A família de um cidadão português preso preventivamente em Díli desde outubro do ano passado e contra quem, até agora, ainda não foi formulada qualquer acusação, iniciou hoje nas redes sociais uma campanha de sensibilização para o caso.

A campanha,  Justice for Tiago Guerra, que pede ainda para que se enviem cartas às autoridades timorenses, refere-se ao caso de Tiago Guerra, que foi detido em Díli, juntamente com a mulher no passado dia 18 de outubro.

Inês Lau, irmã de Tiago Guerra e atualmente a residir no Brasil, é um dos familiares envolvidos na campanha, tendo já enviado uma carta ao primeiro-ministro, Rui Araújo, com conhecimento para o chefe de Estado timorense, Taur Matan Ruak, o chefe do Governo português, Pedro Passos Coelho e para o secretário de Estado das Comunidades Portuguesas, José Cesário.

Na carta, a que a Lusa teve acesso, Inês Lau manifesta preocupação pela detenção do seu irmão sem que, até ao momento tenha sido feita qualquer acusação. 

"Até à presente data, o Tiago continua detido em prisão preventiva em Bécora e a sua mulher está com um Termo de Identidade e Residência, impossibilitada de se ausentar do país", disse.

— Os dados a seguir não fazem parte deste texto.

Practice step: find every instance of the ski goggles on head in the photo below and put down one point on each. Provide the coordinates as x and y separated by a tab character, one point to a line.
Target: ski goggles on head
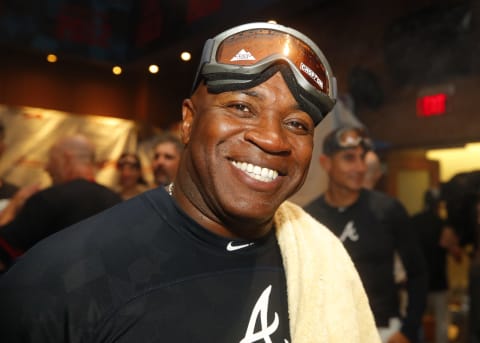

"Sabendo que o Tiago, ao fim de cinco meses de detenção, ainda não foi formalmente acusado, nem tão pouco diretamente responsabilizado por qualquer crime por ele cometido, venho manifestar junto de Vossa Excelência a minha profunda preocupação pela situação do Tiago, agravada pelas insuficiências do sistema judicial de Timor-Leste", escreve.

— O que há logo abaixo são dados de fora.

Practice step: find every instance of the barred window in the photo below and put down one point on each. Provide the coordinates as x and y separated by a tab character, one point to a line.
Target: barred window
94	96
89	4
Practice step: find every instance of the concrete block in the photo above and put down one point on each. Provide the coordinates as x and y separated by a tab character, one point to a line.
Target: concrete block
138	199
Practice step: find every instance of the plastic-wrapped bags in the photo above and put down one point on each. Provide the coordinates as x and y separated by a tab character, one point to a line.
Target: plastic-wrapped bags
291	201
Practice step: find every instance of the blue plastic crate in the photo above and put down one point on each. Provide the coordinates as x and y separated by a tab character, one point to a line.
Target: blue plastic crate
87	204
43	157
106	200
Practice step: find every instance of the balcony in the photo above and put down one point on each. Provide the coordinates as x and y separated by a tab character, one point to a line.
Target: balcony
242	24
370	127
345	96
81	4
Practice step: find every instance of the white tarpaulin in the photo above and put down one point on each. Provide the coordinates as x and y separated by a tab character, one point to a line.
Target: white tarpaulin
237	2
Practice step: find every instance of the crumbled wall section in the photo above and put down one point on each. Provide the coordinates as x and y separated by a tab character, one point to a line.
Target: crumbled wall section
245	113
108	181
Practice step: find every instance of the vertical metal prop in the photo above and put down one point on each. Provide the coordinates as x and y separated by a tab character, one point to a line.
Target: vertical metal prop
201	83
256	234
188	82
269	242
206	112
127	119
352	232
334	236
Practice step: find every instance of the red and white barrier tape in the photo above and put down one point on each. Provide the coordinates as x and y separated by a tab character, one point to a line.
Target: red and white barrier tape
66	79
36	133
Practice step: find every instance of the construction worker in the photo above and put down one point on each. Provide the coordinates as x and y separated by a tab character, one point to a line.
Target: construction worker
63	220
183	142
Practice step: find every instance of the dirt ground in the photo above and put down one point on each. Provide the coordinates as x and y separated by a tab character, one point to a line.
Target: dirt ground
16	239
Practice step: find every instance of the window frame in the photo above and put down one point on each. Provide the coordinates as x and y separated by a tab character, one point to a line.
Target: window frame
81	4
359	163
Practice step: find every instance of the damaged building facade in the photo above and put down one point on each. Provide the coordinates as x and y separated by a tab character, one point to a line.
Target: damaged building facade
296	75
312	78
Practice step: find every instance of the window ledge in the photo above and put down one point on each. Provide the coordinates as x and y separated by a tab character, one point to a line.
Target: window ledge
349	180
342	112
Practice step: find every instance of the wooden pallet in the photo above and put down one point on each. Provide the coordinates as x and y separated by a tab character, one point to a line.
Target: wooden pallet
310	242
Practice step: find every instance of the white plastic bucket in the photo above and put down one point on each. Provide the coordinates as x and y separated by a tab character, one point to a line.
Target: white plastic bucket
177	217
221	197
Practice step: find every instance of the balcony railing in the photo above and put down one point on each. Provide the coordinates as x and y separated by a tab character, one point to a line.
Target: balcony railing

A irmã de Tiago Guerra apela à "intervenção pessoal" do chefe do Governo timorense para "a breve resolução desta lamentável situação".

Nas mensagens de sensibilização sobre a situação do Tiago Guerra - que estão igualmente a ser divulgadas através de uma página do facebook - Inês Lau refere que a sua cunhada, Fong Fong Chan, continua impossibilitada de sair de Timor-Leste.

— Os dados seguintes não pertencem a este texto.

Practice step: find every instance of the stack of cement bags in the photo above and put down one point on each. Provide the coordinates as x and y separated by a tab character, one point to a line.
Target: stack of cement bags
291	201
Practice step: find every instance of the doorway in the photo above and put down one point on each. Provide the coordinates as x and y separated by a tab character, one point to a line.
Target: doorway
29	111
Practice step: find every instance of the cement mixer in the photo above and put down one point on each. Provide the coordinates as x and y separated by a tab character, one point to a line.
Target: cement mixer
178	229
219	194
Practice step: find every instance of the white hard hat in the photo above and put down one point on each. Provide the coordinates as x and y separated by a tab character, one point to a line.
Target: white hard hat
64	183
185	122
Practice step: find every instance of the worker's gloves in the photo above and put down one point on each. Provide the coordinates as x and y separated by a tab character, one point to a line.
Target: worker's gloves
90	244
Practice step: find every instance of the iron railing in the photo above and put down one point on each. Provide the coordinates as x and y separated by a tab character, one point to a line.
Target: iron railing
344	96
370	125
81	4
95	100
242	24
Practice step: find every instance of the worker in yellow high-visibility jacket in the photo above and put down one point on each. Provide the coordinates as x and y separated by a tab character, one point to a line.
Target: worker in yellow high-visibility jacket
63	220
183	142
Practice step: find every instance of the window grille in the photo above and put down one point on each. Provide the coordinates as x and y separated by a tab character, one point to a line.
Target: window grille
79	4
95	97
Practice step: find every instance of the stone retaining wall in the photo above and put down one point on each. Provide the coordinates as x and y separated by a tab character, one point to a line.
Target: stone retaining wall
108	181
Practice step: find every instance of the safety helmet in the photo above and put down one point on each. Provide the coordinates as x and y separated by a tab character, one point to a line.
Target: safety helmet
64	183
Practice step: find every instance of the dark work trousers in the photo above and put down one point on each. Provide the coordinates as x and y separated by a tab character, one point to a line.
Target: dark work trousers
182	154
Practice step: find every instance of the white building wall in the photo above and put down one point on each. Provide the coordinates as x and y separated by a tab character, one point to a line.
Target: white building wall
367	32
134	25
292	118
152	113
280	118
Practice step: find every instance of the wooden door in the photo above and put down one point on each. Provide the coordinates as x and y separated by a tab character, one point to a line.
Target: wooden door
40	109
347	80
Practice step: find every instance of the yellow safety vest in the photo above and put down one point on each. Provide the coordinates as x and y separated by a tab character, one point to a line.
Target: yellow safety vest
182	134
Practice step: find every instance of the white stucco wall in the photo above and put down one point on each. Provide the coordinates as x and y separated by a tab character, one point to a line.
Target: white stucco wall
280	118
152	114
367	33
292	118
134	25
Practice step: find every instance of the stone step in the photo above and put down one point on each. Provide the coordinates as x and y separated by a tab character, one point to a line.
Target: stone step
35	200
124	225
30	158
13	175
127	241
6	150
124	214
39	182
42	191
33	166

Os filhos do casal estão atualmente "a morar com os avós paternos em Portugal".

Inês Lau denuncia as condições da prisão onde se encontra o irmão, referindo que está a partilhar uma cela com outros presos, "em débeis condições de higiene (sem água canalizada, cama ou sequer um colchão".

"Aconselhados pelos advogados e acreditando na justiça e que tudo se resolveria com brevidade, visto o Tiago não ter cometido qualquer crime, pouco fizemos para tornar do conhecimento público esta causa que se tornou humanitária", disse.

"Ao fim de quase cinco meses damo-nos conta de que nada mudou e de que se nada for feito, o Tiago permanecerá encarcerado indefinidamente, esquecido, inocente, e a sua mulher, Fong Fong, continuará impossibilitada de sair do país. Os filhos sentem muito a ausência dos pais e anseiam para que ambos regressem a casa", escreve, pedindo que se gere uma "corrente de solidariedade".

Não foi possível à agência Lusa obter junto do Ministério Público ou da procuradoria-geral timorense qualquer informação sobre o processo de Tiago Guerra.